Cela fait, il amalgama ces diverses substances, et quand sa macédoine lui parut à point, il en absorba de volumineuses bouchées, se servant indifféremment de ses doigts et d’une cuiller de corne en forme de spatule. La façon dont le révérend en usait nous mit parfaitement à l’aise. Chacun s’affranchissant du droit de l’étiquette, se servit à sa guise, et bientôt toutes les mandibules furent en mouvement.
Pendant le repas, le vénérable amphitryon, malgré l’activité toute juvénile qu’il employait dans la mastication et la déglutition des aliments, trouva moyen d’adresser à chaque convive un mot gracieux ou une remarque flatteuse, dont l’à-propos décelait chez lui certaine finesse d’esprit en même temps qu’une connaissance assez exacte du cœur humain.
Au dessert, et comme le majordome venait de placer devant nous, à titre de pruneaux et de confitures, un peu de mélasse dans une soucoupe, six néophytes mâles firent irruption dans la salle, suivis d’une foule nombreuse qui s’aligna le long des murs afin de laisser libre le centre de la pièce. Une danse de caractère fut exécutée par ces hommes, aux sons du flageolet et du tambour dont jouaient quatre musiciens. La tâche des flûtistes consistait à donner un sol unique et indéfiniment répété, sur lequel les tambours plaquaient un boum caverneux. Involontairement je me rappelai Bilboquet de picaresque mémoire. Les amateurs de cette note devaient être contents.
À la chemise et au pantalon blancs du néophyte, les danseurs avaient ajouté un colback de plumes de perroquet surmonté de trois rectrices d’ara bleu et rouge. Un chapelet à plusieurs fils, formé de capsules de cédrèle et de drupes de styrax, ceignait leur poitrine et leur dos en manière d’écharpe. Leurs jambes, depuis la cheville jusqu’au genou, étaient entourées, comme de cnémides, de rangs de grelots fabriqués par eux[1] et dont le bruissement sec rappelait celui des serpents à sonnettes.
Une longue plume d’ara, ornée à son extrémité d’un duvet d’aigrette et que chaque danseur tenait à la main, lui servait à diriger les musiciens. Selon que la plume fendait l’air de gauche à droite et vice versa, ou que le chorége exécutant l’agitait au-dessus de sa tête, comme un chef d’orchestre fait de son archet, les flûtes précipitaient ou ralentissaient leur sol et le boum des tambours se modelait sur elles.

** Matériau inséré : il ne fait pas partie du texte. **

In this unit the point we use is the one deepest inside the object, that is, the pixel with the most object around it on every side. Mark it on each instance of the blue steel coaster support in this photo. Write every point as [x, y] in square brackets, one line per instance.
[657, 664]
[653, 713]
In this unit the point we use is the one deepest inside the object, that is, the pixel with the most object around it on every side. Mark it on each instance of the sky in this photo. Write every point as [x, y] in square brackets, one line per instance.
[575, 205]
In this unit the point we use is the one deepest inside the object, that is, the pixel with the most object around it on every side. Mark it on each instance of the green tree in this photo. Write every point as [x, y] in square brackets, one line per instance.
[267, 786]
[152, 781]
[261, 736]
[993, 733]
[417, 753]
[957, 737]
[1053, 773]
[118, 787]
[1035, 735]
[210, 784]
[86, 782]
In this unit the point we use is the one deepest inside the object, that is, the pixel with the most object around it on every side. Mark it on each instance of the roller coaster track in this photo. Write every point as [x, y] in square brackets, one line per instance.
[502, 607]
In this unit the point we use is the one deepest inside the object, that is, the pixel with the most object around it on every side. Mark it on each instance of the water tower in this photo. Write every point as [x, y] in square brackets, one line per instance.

La danse locale exécutée en notre honneur se composait d’une suite de passes et de voltes, de balancez et de chassez-croisez qui n’offrait absolument rien de neuf ou de pittoresque comme dessin chorégraphique, mais que chaque danseur avait la faculté d’embellir à son gré, par des flic-flac, des déhanchements, des trémoussements et des pirouettes, qui brodaient comme de capricieuses arabesques sur le fond terne et monotone du tableau. Inutile de dire que la troupe des ballerines stimulée par notre présence fit merveille et dansa comme un seul homme.
Bien qu’après quelques minutes d’audition de cette musique chacun de nous sentît déjà ses nerfs prodigieusement agacés, nul n’abandonna la partie, et sourire aux lèvres, subit jusqu’à la fin ce martyre d’un nouveau genre. En quittant la table, le capitaine de frégate m’avoua que les piqûres des moustiques dont il avait tant souffert durant le voyage lui semblaient encore préférables au trio de tambour, de flageolet et de grelots qu’on l’avait forcé d’écouter pendant trois quarts d’heure.
Pour chasser le bourdonnement de l’orchestre local qu’il nous semblait toujours avoir dans les oreilles, nous allâmes pousser une reconnaissance dans le village, réunion de chaumières, capricieusement dispersées et que des touffes d’arbres isolaient entre elles. Des néophytes groupés sur leur seuil nous firent force cajoleries et nous convièrent à vider avec eux quelques coupes de mazato dont leur cellier paraissait assez bien approvisionné. Nous nous laissâmes cajoler, mais nous refusâmes de boire. Nos rameurs conibos, les Cho-
- ↑ Ces grelots sont empruntés au noyau triangulaire du fruit de l’Ahuetia, cerbera (fam. des Apocynées). — À ce noyau, de la grosseur de celui d’un abricot et coupé en deux de façon à figurer une clochette, les indigènes suspendent intérieurement, au moyen d’un fil, un petit battant en os qui se meut au moindre mouvement et fait entendre, en frôlant les parois internes du noyau, un bruissement plutôt qu’un son distinct.